5. Pergunta, ainda, se a matriz e seus demais estabelecimentos poderão operar sob um único ato concessório de drawback, desde que possuam a mesma raiz no CNPJ e, sendo positiva a resposta, esse entendimento poderia ser aplicado para os atos concessórios em aberto, concedidos anterior e posteriormente à data do protocolo desta Consulta, para o estabelecimento de Taboão da Serra?

Interpretação

6. Preliminarmente, lembramos que de acordo com o artigo 9º do RICMS/2000, “Contribuinte do imposto é qualquer pessoa, natural ou jurídica, que de modo habitual ou em volume que caracterize intuito comercial, realize operações relativas à circulação de mercadorias ou preste serviços de transporte interestadual ou intermunicipal ou de comunicação”.

7. Logo, contribuinte do imposto é uma pessoa, natural ou jurídica. Em termos práticos, é considerada uma única pessoa jurídica ou uma única empresa, aquela que opera sob um único número básico de inscrição no Cadastro Nacional de Pessoas Jurídicas – CNPJ (oito primeiras posições).

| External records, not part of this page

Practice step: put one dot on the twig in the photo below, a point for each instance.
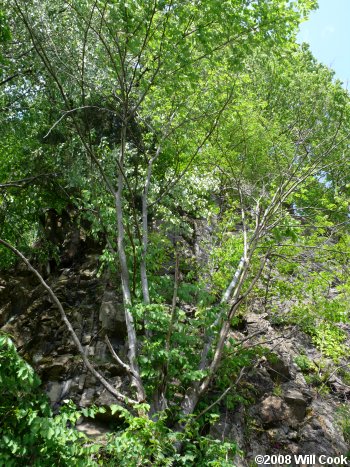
(119, 396)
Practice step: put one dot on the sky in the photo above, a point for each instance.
(328, 33)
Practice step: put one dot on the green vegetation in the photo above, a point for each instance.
(208, 154)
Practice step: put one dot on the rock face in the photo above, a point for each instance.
(285, 415)
(28, 315)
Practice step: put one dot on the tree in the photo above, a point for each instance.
(179, 100)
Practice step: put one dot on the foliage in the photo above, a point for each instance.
(147, 442)
(29, 432)
(208, 153)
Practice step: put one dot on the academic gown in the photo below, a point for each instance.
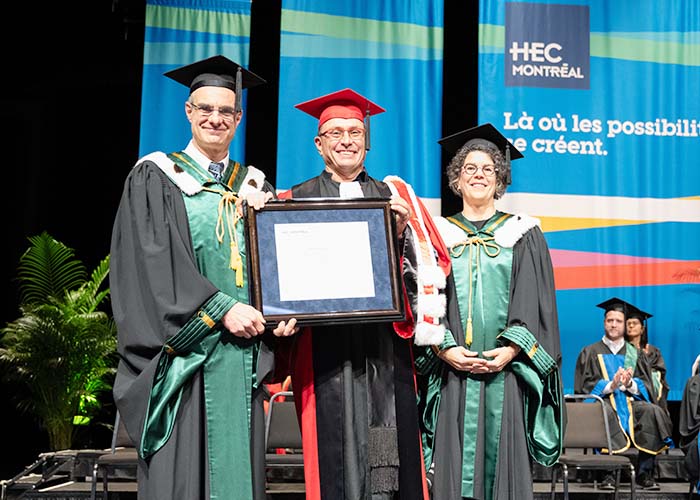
(658, 372)
(689, 425)
(489, 427)
(184, 385)
(355, 393)
(634, 419)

8. Por sua vez, o artigo 14 do RICMS/2000 estabelece que “Para efeito deste regulamento, estabelecimento é o local, público ou privado, construído ou não, mesmo que pertencente a terceiro, onde o contribuinte exerça toda ou parte de sua atividade, em caráter permanente ou temporário, ainda que se destine a simples depósito ou armazenagem de mercadorias ou bens relacionados com o exercício dessa atividade” .

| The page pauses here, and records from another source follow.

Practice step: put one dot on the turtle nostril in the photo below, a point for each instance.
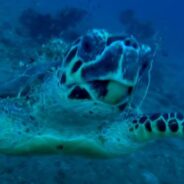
(87, 46)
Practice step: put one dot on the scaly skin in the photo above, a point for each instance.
(81, 109)
(108, 141)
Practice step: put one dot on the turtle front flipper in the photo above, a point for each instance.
(105, 141)
(153, 126)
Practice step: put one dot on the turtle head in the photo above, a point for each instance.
(101, 69)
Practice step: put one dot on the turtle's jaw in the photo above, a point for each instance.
(110, 91)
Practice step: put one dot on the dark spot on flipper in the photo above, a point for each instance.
(135, 45)
(123, 106)
(136, 126)
(172, 115)
(100, 87)
(86, 44)
(155, 116)
(128, 42)
(131, 129)
(148, 126)
(142, 119)
(166, 116)
(60, 147)
(161, 125)
(71, 55)
(173, 125)
(130, 89)
(79, 93)
(112, 39)
(144, 66)
(76, 41)
(180, 116)
(76, 66)
(63, 78)
(107, 63)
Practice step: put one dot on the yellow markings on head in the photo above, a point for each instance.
(116, 92)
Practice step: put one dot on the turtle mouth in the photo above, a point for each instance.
(110, 92)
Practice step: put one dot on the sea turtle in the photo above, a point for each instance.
(88, 105)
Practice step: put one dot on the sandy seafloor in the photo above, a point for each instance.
(161, 162)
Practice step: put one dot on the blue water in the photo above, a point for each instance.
(161, 162)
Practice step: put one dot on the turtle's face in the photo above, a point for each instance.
(101, 68)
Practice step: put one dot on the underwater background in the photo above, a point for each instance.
(27, 25)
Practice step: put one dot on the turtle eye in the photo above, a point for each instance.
(87, 46)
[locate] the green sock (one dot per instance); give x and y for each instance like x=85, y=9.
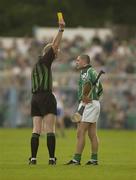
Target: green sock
x=94, y=156
x=77, y=157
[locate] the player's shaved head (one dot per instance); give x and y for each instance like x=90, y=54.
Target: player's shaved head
x=85, y=58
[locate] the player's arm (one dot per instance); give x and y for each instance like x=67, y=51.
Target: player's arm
x=86, y=90
x=57, y=39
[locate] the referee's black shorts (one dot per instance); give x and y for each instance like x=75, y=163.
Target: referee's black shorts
x=43, y=103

9. Logicamente, o contribuinte pode exercer a sua atividade em diferentes locais, por meio de diferentes estabelecimentos e, nesse caso, deverá inscrever cada um deles no Cadastro de Contribuintes do ICMS - Cadesp: o conjunto desses estabelecimentos, independentemente de sua denominação (matriz, filial, depósito, etc.) constitui uma única pessoa jurídica, situação evidenciada pelo mesmo CNPJ base.

10. Sendo assim, entendemos que quando a alínea “a” do inciso II do artigo 22 do Anexo I do RICMS/2000 determina que para valer-se do benefício da isenção do ICMS no desembaraço aduaneiro de insumos importados do exterior sob o regime de “drawback”, na modalidade “suspensão”, o importador deve promover a efetiva exportação do produto resultante da industrialização da mercadoria importada, está se referindo a qualquer estabelecimento pertencente ao importador, ou, em outras palavras, aos diferentes estabelecimentos de uma mesma pessoa jurídica, ou, de uma mesma empresa (todos os estabelecimentos que detêm o mesmo CNPJ base) que promover a importação.

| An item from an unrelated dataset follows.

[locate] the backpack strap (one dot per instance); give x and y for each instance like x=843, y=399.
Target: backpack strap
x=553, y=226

11. Portanto, em resposta à indagação formulada, entendemos que não há óbice a que a Consulente transfira para outro estabelecimento do mesmo titular dentro do Estado de São Paulo, os insumos importados sob o regime de “drawback suspensão”, para que este promova a efetiva exportação do produto resultante da industrialização dos insumos importados e, desde que atendidas as condições estabelecidas no artigo 22 do Anexo I do RICMS/2000, tal transferência não implica a perda do benefício previsto no referido artigo.

A Resposta à Consulta Tributária aproveita ao consulente nos termos da legislação vigente. Deve-se atentar para eventuais alterações da legislação tributária.